Update: MPD says they’re not making random stops. I called for more info.
I think we can all agree that theft is bad. But the solution that MPD is suggesting to curb the spree of bicyclists grabbing cell phones from Columbia Heights pedestrians is awful. NBC Washington reports that 3rd District officers are being urged to stop bicyclists and “if the rider cannot prove ownership, take the bike for safekeeping until they can prove ownership.”
Now, I’m no constitutional lawyer, but this sounds just a wee bit…well, contrary to pretty much all of our national values.
More prosaically, it’s also wildly impractical.
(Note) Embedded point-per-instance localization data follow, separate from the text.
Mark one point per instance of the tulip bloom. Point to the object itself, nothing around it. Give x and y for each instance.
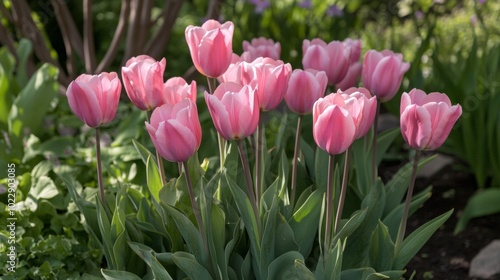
(367, 105)
(234, 109)
(175, 130)
(334, 128)
(94, 98)
(333, 58)
(261, 47)
(383, 72)
(177, 89)
(211, 47)
(143, 80)
(304, 88)
(427, 119)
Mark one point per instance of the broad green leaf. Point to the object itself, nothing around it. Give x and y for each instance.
(33, 102)
(118, 275)
(187, 263)
(153, 178)
(190, 233)
(393, 219)
(482, 203)
(381, 248)
(289, 266)
(399, 183)
(304, 222)
(148, 256)
(412, 244)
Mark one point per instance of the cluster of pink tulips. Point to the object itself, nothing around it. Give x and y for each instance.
(257, 81)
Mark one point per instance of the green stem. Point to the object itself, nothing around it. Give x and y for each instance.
(99, 167)
(295, 161)
(374, 143)
(248, 177)
(404, 218)
(329, 206)
(343, 190)
(258, 163)
(159, 159)
(196, 209)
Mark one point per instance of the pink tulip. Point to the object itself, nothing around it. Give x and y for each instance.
(383, 72)
(352, 76)
(143, 80)
(366, 106)
(175, 130)
(177, 89)
(234, 109)
(211, 47)
(94, 98)
(427, 119)
(334, 128)
(260, 47)
(304, 88)
(353, 47)
(333, 58)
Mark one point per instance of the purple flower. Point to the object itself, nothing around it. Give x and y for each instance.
(334, 11)
(306, 4)
(260, 5)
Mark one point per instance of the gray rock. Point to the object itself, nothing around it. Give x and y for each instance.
(487, 262)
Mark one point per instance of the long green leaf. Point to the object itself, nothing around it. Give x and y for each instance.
(414, 242)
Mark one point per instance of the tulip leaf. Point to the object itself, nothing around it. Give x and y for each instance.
(153, 178)
(247, 215)
(381, 248)
(414, 242)
(393, 219)
(34, 101)
(188, 263)
(304, 220)
(289, 266)
(190, 233)
(399, 183)
(480, 204)
(118, 275)
(148, 256)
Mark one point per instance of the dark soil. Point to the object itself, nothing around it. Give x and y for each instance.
(445, 255)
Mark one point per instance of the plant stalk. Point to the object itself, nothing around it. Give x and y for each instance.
(404, 218)
(343, 190)
(258, 163)
(295, 161)
(99, 167)
(329, 206)
(196, 209)
(374, 143)
(248, 177)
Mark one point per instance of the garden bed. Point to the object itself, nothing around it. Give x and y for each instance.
(445, 255)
Bike owners—unlike automobile owners—are not required to register their bikes, much less carry said registration with them. So unless you have a receipt at home, it’s incredibly difficult to prove that Schwinn is yours.
As one woman told the station’s reporter, she’s had her bike since she was 12, but has no proof that she’s the owner.
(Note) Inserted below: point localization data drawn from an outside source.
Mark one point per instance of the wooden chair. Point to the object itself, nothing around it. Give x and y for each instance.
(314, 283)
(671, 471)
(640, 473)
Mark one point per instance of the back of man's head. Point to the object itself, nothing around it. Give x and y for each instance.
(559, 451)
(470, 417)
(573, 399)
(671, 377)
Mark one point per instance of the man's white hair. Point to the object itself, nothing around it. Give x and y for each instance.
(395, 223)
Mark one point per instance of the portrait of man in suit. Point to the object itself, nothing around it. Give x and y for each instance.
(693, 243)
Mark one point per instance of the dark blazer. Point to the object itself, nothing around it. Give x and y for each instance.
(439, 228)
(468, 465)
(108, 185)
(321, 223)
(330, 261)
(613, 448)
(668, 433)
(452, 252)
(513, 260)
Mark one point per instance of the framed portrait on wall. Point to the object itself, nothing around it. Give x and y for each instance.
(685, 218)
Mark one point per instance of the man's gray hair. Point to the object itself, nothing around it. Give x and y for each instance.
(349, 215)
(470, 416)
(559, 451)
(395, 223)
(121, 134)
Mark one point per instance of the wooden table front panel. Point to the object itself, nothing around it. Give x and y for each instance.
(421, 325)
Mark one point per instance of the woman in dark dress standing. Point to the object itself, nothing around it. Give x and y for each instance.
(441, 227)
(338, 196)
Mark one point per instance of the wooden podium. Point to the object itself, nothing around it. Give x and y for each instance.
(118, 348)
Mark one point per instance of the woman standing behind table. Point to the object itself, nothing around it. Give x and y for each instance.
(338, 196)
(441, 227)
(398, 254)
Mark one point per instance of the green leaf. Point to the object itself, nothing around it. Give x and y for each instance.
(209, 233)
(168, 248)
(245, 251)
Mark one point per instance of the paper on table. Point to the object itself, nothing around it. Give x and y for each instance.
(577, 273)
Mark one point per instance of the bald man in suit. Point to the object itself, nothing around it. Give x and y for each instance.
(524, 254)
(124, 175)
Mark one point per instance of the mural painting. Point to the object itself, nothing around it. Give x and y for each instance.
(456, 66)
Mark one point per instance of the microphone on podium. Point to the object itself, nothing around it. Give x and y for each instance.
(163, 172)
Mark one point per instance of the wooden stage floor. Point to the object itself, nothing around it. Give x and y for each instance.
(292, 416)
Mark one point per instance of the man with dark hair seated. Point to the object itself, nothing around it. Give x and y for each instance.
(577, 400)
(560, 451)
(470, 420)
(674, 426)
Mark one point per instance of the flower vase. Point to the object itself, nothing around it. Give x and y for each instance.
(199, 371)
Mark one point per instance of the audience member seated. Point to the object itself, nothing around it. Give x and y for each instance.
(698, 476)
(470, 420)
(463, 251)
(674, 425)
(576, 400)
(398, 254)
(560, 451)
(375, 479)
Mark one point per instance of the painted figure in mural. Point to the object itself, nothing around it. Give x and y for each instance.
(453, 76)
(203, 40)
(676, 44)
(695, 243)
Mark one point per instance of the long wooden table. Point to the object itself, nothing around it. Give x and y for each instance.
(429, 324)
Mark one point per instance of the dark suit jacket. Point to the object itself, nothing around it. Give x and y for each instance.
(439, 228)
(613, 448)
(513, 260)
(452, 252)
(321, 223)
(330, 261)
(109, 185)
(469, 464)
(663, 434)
Oh, and then there’s that other pesky little problem: Racism! As it happened, the woman quoted in NBC Washington’s report was white. The likelihood of her getting stopped by a cop for theft is therefore incredibly small. That’s partly because the people regularly committing petty theft in Columbia Heights are unlikely to be white. But it creates some pretty ugly ugliness all the same.
These bicycle stops just beg to become D.C.’s own version of stop-and-frisk, New York City’s program that lets cops stop anyone who looks suspicious. And who looks suspicious? Blacks and Latinos, who make up nine out of 10 stops. Nine out of 10 people stopped there are also completely innocent. But under D.C.’s rules of engagement, they would be innocent and bikeless, since the cops would have locked up their rides over proof-of-ownership issues. As a nonwhite cyclist, I find this rather troubling.
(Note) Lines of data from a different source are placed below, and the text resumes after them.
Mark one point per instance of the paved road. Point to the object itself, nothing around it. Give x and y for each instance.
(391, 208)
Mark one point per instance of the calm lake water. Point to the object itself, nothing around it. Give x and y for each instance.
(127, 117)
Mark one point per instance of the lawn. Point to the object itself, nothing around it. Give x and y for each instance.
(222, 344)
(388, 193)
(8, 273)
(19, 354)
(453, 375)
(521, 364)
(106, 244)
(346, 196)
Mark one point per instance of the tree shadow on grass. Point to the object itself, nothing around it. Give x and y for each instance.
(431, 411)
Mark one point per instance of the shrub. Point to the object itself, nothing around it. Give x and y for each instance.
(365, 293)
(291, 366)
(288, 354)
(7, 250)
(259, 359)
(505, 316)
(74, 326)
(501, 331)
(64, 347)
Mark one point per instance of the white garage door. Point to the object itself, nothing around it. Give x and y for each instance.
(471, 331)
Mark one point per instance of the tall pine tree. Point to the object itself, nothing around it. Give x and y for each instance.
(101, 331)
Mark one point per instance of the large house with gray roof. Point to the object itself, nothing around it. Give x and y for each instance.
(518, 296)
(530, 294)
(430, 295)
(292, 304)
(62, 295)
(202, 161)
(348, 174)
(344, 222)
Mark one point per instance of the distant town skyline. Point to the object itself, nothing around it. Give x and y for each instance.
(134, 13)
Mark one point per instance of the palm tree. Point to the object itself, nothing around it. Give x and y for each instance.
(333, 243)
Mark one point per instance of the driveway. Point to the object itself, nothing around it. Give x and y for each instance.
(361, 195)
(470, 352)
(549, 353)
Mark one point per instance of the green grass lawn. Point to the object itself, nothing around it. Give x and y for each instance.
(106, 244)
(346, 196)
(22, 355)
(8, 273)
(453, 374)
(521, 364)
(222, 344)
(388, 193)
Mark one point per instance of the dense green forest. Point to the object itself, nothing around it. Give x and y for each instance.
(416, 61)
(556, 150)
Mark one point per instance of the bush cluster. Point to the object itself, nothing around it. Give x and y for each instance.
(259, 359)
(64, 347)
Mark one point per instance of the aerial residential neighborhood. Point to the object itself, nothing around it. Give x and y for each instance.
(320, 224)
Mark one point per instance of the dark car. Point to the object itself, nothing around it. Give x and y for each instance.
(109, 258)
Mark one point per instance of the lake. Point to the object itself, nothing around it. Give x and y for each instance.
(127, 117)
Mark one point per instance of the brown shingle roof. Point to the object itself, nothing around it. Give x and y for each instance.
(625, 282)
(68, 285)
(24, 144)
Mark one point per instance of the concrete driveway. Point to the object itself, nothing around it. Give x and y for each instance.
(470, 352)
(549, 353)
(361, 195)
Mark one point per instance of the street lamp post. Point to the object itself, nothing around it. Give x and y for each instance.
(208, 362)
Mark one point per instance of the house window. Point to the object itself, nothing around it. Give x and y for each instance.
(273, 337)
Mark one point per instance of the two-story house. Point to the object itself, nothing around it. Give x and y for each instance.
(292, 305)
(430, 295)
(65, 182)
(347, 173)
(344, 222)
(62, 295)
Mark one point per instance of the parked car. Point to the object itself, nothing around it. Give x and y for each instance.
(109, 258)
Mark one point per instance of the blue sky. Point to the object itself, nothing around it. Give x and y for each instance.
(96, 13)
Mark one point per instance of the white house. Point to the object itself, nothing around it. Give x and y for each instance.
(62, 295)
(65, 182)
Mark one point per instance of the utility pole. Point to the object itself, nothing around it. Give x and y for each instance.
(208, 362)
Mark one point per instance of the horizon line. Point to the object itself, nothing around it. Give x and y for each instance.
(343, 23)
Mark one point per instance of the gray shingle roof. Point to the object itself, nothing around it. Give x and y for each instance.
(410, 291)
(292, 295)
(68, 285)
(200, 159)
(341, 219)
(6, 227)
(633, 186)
Community policing—a term that means cops strategically get involved with the community so that they’re trusted and in the know instead of constantly cracking down on folks—is harder and more time consuming. But it could also be more effective and less racist than stopping random people on their bikes.
And anyway, taking bikes away likely means MPD will just end up storing them indefinitely. In a community where cops aren’t trusted, few people are willingly going to go into a police station to pick up their bikes.